But it hadn't occurred to him before, that he was no longer the sort of boy the hens need fear. The whole henyard made a rush for him, and formed a ring around him; then they all cried at once: "Ka, ka, kada, served you right! Ka, ka, kada, served you right!"

The boy tried to get away, but the chickens ran after him and screamed, until he thought he'd lose his hearing. It is more than likely that he never could have gotten away from them, if the house cat hadn't come along just then. As soon as the chickens saw the cat, they quieted down and pretended to be thinking of nothing else than just to scratch in the earth for worms.

Immediately the boy ran up to the cat. "You dear pussy!" said he, "you must know all the corners and hiding places about here? You'll be a good little kitty and tell me where I can find the elf."

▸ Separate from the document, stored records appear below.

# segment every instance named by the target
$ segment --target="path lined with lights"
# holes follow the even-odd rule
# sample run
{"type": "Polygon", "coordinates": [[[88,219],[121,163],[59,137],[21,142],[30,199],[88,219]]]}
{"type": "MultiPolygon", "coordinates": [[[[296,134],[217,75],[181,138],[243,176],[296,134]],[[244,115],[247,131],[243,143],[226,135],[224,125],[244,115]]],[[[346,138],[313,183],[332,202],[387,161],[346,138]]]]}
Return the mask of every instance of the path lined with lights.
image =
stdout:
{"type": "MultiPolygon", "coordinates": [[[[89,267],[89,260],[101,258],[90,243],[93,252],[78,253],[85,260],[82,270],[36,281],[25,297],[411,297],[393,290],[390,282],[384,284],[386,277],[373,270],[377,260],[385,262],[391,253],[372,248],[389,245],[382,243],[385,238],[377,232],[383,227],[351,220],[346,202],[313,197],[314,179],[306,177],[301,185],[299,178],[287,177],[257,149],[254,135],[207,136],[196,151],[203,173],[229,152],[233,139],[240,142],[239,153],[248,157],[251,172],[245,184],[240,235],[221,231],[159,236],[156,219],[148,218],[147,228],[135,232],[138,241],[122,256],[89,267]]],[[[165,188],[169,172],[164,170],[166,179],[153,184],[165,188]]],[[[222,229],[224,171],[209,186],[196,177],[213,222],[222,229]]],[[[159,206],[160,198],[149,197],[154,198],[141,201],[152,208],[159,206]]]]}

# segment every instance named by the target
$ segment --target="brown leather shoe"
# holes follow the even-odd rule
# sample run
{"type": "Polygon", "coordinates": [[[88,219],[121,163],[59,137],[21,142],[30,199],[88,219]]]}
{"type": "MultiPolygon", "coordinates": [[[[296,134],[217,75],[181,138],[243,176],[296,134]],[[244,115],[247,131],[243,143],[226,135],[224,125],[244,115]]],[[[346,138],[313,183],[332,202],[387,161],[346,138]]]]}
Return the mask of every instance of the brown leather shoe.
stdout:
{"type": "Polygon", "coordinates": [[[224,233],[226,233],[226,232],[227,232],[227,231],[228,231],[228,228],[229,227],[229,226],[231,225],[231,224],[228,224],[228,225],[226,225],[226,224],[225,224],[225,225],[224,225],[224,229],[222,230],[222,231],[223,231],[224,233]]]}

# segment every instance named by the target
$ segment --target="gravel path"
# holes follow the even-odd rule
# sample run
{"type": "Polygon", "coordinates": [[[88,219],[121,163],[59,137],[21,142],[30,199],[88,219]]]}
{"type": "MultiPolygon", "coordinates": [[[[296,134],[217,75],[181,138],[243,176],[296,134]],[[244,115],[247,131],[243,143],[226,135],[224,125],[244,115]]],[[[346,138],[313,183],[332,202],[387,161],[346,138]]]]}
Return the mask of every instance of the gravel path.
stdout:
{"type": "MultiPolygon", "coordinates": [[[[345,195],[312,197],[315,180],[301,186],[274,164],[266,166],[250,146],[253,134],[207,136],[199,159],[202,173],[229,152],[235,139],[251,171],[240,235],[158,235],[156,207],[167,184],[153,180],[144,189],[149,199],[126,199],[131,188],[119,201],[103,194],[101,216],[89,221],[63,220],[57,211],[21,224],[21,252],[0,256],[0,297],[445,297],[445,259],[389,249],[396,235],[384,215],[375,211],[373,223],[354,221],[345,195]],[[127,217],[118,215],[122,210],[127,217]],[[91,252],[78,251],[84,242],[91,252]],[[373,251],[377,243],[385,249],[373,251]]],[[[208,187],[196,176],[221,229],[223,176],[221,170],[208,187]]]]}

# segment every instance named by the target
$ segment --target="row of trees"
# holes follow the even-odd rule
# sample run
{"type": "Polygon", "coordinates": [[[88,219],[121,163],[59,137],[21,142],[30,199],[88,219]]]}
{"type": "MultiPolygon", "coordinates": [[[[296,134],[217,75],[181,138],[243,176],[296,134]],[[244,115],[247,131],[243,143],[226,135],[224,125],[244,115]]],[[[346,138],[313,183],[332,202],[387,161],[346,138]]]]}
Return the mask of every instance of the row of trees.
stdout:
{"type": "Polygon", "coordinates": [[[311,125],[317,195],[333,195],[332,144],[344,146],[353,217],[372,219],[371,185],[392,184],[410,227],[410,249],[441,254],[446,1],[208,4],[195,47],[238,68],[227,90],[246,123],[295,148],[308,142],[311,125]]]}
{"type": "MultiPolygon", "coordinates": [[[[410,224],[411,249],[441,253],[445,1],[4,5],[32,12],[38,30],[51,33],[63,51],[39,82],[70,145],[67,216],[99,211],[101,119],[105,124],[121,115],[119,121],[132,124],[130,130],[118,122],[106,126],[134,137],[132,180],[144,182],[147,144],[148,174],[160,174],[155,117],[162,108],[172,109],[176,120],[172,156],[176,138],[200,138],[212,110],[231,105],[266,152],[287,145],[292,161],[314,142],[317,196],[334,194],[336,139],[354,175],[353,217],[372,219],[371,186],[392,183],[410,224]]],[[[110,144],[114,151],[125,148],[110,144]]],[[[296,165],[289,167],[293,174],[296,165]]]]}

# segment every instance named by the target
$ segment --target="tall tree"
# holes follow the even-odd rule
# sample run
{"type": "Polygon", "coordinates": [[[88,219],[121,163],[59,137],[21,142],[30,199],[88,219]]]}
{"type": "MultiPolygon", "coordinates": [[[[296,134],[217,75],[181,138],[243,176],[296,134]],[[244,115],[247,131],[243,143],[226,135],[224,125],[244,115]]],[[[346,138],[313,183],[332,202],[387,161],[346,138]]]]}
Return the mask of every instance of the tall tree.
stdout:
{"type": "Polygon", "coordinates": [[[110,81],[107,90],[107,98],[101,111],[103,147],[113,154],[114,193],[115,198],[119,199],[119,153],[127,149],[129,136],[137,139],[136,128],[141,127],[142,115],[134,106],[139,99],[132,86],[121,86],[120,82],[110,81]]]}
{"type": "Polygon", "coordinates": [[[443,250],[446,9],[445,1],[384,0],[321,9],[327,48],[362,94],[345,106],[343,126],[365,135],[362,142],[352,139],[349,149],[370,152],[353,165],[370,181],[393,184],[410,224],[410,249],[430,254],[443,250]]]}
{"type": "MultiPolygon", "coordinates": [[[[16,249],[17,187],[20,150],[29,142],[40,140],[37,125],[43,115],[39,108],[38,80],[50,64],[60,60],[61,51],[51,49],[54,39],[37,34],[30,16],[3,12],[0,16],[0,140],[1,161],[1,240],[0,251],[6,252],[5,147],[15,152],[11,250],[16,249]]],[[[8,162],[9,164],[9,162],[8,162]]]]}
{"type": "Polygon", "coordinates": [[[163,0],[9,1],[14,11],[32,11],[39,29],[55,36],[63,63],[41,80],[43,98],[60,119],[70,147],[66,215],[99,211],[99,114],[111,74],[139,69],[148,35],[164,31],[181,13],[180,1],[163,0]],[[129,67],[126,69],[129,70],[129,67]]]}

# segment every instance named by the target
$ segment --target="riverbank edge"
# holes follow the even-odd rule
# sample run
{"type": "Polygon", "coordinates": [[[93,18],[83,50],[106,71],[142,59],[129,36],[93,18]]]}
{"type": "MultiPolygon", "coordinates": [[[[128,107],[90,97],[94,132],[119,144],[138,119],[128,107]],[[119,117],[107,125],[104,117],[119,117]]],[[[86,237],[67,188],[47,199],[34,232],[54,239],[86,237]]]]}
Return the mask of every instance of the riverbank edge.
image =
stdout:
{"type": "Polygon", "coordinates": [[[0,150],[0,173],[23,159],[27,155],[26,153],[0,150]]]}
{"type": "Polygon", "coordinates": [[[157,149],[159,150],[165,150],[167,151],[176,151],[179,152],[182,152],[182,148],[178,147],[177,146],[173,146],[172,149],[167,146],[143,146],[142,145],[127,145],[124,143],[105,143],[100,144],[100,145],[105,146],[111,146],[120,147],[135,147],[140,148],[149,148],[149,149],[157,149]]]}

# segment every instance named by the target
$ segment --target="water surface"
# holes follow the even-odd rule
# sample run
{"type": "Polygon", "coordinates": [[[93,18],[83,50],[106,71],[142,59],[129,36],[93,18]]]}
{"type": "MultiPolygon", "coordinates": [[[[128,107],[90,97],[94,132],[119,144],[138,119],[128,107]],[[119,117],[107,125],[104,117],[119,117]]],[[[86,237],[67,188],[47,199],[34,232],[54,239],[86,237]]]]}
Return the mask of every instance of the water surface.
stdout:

The cat did not reply at once. He seated himself, curled his tail into a graceful ring around his paws--and stared at the boy. It was a large black cat with one white spot on his chest. His fur lay sleek and soft, and shone in the sunlight. The claws were drawn in, and the eyes were a dull gray, with just a little narrow dark streak down the centre. The cat looked thoroughly good-natured and inoffensive.

"I know well enough where the elf lives," he said in a soft voice, "but that doesn't say that I'm going to tell _you_ about it."

"Dear pussy, you must tell me where the elf lives!" said the boy. "Can't you see how he has bewitched me?"

The cat opened his eyes a little, so that the green wickedness began to shine forth. He spun round and purred with satisfaction before he replied. "Shall I perhaps help you because you have so often grabbed me by the tail?" he said at last.

Then the boy was furious and forgot entirely how little and helpless he was now. "Oh! I can pull your tail again, I can," said he, and ran toward the cat.

The next instant the cat was so changed that the boy could scarcely believe it was the same animal. Every separate hair on his body stood on end. The back was bent; the legs had become elongated; the claws scraped the ground; the tail had grown thick and short; the ears were laid back; the mouth was frothy; and the eyes were wide open and glistened like sparks of red fire.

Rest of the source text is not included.